The first time I ever walked into a weight room was at 18. I was a freshman in college and the gym on campus was designed for women (I went to an all-girls college.) My roommate and I said lets go ride the bikes. That's where it all started. We would spend an hour on the bikes then get ready for our next class. This wasn't a sweat inducing workout at all...I mean we texted and watched TV the whole time. Then one day I went in and it was empty; just me. So instead of getting on the bike I decided to do some basic crunches and free weight squats. This is where my love for the gym come in. College was stressful enough, with 2 jobs it was almost unbearable. So to get some "me" time and release some stress, I would hit the gym. I would go at 1AM when I finished my last shift or get up at 5AM to make it to the gym before the day started. I loved it. I think I would have been less relaxed if the gym had been co-ed. I know even my first time stepping into a gym with men there was intimidating and I had been lifting over a year at that point. When I moved to Iowa, my love for lifting only grew stronger. I still love going into the gym. Pushing myself beyond what I think I can do will never get old and seeing how much my body has changed in just a few years is astonishing.

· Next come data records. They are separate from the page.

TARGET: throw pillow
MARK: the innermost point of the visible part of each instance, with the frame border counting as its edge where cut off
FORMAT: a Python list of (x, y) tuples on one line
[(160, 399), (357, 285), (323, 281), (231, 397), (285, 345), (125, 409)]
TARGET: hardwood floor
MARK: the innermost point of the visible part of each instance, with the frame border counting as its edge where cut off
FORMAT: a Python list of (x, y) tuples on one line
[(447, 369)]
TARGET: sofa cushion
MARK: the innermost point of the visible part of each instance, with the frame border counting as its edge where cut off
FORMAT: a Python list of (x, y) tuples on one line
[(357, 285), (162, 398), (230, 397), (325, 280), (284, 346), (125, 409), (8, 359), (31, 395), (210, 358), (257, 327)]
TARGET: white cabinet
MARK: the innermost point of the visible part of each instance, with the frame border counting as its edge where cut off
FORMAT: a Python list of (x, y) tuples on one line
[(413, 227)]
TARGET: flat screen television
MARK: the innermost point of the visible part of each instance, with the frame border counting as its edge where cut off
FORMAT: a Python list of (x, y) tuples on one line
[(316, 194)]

But a girl can't just lift right? So what was my next big adventure in this fitness journey?
What have I been missing for 19 years of my life. Why didn't anybody tell me how perfect running is? It's a shame I went so long without knowing what it feels like to be in the moment of pure bliss. This is how I feel when I run. Where did this start you may ask? Well one cold rainy morning, I set my alarm earlier than usual. For whatever reason, I rolled out of bed, put on the only pair of tennis shoes I had and hit the door.
Ok so we have weight lifting, running....what else can you do? What more do you want to put your body through? This last thing is my reward to my body. It is my way of saying thank you for all that you have do and will do. This wonderful thing I'm talking about it yoga. I remember the very first time I stepped into the only hot yoga studio in Cedar Falls IA. My friend had asked me to join her for a yoga class. Why not? I had always done light stretching for lifting and running but an actual class. What could it hurt? Plus the 1st time was free...so I wasn't losing anything if I didn't like it. What my friend had failed to mention was I would be in what felt like a 2x4 box with other people in a 105 degree room. I was shocked and thought "OH HELL NO!" Little did I know that I would find more peace within myself in that one hour that I have ever in my life. I felt every ounce of stress, pain and worry melt off my skin just like butter...because I know butter would melt in that room really fast! :)
AND I WAS HOOKED. It's funny how all these things are addicting. The endorphins are like a fix that you have to have all the time. Yoga is that fix for me. After lifting and running, the best way I can repay my body is melting into my yoga mat and deep breathing until everything is all ok again. Yoga has helped me in so many ways, with little worries to major life decisions. I know when I need the answer to something, I just have to roll out my yoga mat and go to that place where it all makes sense. I've moved away from the hot yoga studio, the price is a little too steep for me. But I have moved it into my living room where I grow stronger and experiment with what I can do. I love yoga so much I have Namaste tattooed on my spine to remind me that I am one with the universe and everyone in it.
All these milestones in my life have lead me to this. I haven't ran since the Warrior Dash...in July. Part of the reason is because I didn't train/hydrate/prepare for that race to be as intense as it was. I was dehydrated and delusional by the end of the race and I knew I would need time to recover. Now I'm recovered (have been for a while) and just can't seem to hop back into it.
I haven't lifted in three months (SAD SAD SAD.) My gym membership ran out and I just haven't gotten a new one. This def. needs to happen sooner than later.
Yoga: Oh my sweet yoga! This is one thing I haven't abandoned. I do this as often as I can and especially whenever I'm feeling overwhelmed.
So this is my journey. And I know it will continue, I have no doubt about that. I love fitness way too much to ever give it up! We're just going through a rough patch right now, a breathing period if I can. :)
Unrelated news: I start fertility testing on Monday. Fingers crossed all goes well.
Question of the day: When was a major fitness milestone for you?